As big data exploded in 2014, Hadoop adoption and investment expanded along with it. Today, Hadoop is deployed across industries including advertising, retail, healthcare, social media, manufacturing, telecommunications, and government. But it won’t be long before companies begin demanding to see a return on their Hadoop investments.

“Hadoop has been rapidly adopted as the way to execute any go-forward data strategy,” said Gary Nakamura, CEO of Concurrent, Inc. “However, early adopters must now show return on investment, whether its migrating workloads from legacy systems or new data applications. Luckily, products and tools are evolving to keep pace with the trajectory of Hadoop.”

Indeed, Hadoop experts see the platform continuing to evolve and grow in 2015.

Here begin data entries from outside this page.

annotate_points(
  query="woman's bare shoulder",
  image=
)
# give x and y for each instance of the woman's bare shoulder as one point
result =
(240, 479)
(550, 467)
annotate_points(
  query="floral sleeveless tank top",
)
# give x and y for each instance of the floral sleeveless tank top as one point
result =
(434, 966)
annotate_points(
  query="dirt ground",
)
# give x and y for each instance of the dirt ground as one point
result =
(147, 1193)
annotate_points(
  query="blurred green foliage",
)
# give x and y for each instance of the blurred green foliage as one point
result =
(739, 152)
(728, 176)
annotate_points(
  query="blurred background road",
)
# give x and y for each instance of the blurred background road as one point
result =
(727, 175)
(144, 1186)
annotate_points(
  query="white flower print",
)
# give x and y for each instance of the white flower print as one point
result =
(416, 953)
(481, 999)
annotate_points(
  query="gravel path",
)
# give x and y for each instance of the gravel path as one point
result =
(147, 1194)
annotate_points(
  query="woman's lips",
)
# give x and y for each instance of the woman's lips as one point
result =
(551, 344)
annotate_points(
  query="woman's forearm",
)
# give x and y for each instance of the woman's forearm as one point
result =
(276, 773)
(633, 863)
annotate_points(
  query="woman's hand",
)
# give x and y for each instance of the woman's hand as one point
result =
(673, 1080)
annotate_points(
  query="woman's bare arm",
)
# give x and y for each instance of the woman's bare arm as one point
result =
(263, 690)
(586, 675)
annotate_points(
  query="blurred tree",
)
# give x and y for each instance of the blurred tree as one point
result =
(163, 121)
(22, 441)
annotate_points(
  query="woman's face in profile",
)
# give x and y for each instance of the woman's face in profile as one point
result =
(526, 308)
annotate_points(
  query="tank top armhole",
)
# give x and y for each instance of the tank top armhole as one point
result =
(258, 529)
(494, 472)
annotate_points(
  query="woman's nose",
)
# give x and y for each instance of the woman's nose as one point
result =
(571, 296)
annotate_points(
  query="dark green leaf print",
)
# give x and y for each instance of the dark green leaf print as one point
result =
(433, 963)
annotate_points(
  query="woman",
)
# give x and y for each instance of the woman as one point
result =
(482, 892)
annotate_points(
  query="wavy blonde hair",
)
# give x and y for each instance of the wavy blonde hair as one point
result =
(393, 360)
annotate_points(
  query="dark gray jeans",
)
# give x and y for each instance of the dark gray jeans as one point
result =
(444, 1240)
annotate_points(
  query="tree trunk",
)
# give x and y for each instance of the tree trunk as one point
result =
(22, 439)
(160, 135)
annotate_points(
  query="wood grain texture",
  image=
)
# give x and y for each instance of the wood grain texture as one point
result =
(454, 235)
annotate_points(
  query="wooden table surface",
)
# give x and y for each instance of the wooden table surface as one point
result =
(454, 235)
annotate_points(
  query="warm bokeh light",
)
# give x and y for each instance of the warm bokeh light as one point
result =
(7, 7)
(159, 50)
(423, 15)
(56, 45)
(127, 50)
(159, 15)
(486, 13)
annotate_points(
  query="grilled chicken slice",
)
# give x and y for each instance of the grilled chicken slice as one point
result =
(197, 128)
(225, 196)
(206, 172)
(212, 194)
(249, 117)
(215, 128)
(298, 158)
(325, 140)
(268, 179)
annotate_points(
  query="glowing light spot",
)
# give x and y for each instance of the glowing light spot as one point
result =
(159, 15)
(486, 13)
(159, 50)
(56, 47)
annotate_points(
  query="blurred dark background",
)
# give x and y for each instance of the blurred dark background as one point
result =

MapR Technologies CEO and co-founder John Schroeder predicts that, in 2015, new Hadoop business models will evolve and others will exit the market.

“We are now 20 years into open-source software adoption that has provided tremendous value to the market,” said Schroder. “The technology lifecycle begins with innovation and the creation of highly differentiated products, and ends when products are eventually commoditized.

“Hadoop adoption globally and at scale is far beyond any other data platform just 10 years after initial concept,” he added. “In 2015, we’ll see the continued evolution of a new, more nuanced model of open-source software to combine deep innovation with community development. The open-source community is paramount for establishing standards and consensus. Competition is the accelerant transforming Hadoop from what started as a batch analytics processor to a full-featured data platform.”

Steve Wooledge, Vice President of Product Marketing at MapR, said he sees Hadoop-based data lakes and data hubs becoming the norm in enterprise data architectures in 2015, and self-service data exploration going mainstream.

“Hadoop as a data hub or data lake is a very standard and introductory use case for most organizations,” said Wooledge. “Companies are not sure what value there may be in untapped data sources, such as machine logs from the data center, social media, or mobile interactional data, but they want to harness the data and look for new insights, which they can inject into business processes and operationalize.

Schroeder agreed.

“In 2015, data lakes will evolve as organizations move from batch to real-time processing and integrate file-based, Hadoop, and database engines into their large-scale processing platforms. In other words, it’s not about large-scale storage in a data lake to support bigger queries and reports. The big trend in 2015 will be around the continuous access and processing of events and data in real time to gain constant awareness and take immediate action.”

Ron Bodkin, founder and CEO of Think Big Analytics, said Hadoop will outgrow MapReduce in the coming year and Spark will grow in importance.

“One of the first things that we can expect from 2015 is that Hadoop clusters will start to benefit from other programming models besides MapReduce to deal with large data sets,” he said. “We already saw YARN begin to gain momentum in 2014 when it got across-the-board support from distribution providers like Cloudera as well as Hortonworks. Expect that this investment will begin to pay off in 2015 as more customers start leveraging YARN’s ability to support alternative execution engines, such as Apache Spark.”

Now that Hadoop has matured and gained widespread adoption, Bodkin said that the coming year could see late adopters finally feeling bold enough to embrace Hadoop.

“Hadoop has long since broken free of its web giant and ad tech heritage, penetrating most industries – notably music as streaming became ubiquitous,” said Bodkin. “In 2015, even late adopters will turn their attention to Hadoop, so expect an uptick in cost-driven implementations around better storage and faster load-times: SAN/NAS augmentation, ETL offload, and mainframe conversions.”

Monte Zweben, co-founder and CEO of Splice Machine, sees Hadoop evolving in the direction of concurrent applications in 2015.

“Concurrent Hadoop-based applications will become more prevalent in 2015 because of their ability to access real-time data and process transactions like a traditional RDBMS,” he added. “Emerging technologies that allow concurrent transactions on Hadoop enable data scientists and applications to work with more recent and accurate information instead of data that is hours or days old from batch processing. This is a major step in Hadoop’s ongoing evolution to meet the needs of businesses with mission-critical database applications that are having trouble cost-effectively scaling to meet higher data volumes.”“Big data has bloomed in 2014 as enterprises have invested in platforms like Hadoop. As we enter 2015, getting more out of those initial big data investments will grow as a top priority for businesses,” Zweben said. “Increased competitive pressures and the current appetite for real-time information no longer allows for the old model of waiting for data scientists to take hours or days to generate insights based on out-of-date information. New developments in the Hadoop platform can power applications that can act on insights now, instead of later, and with more recent data.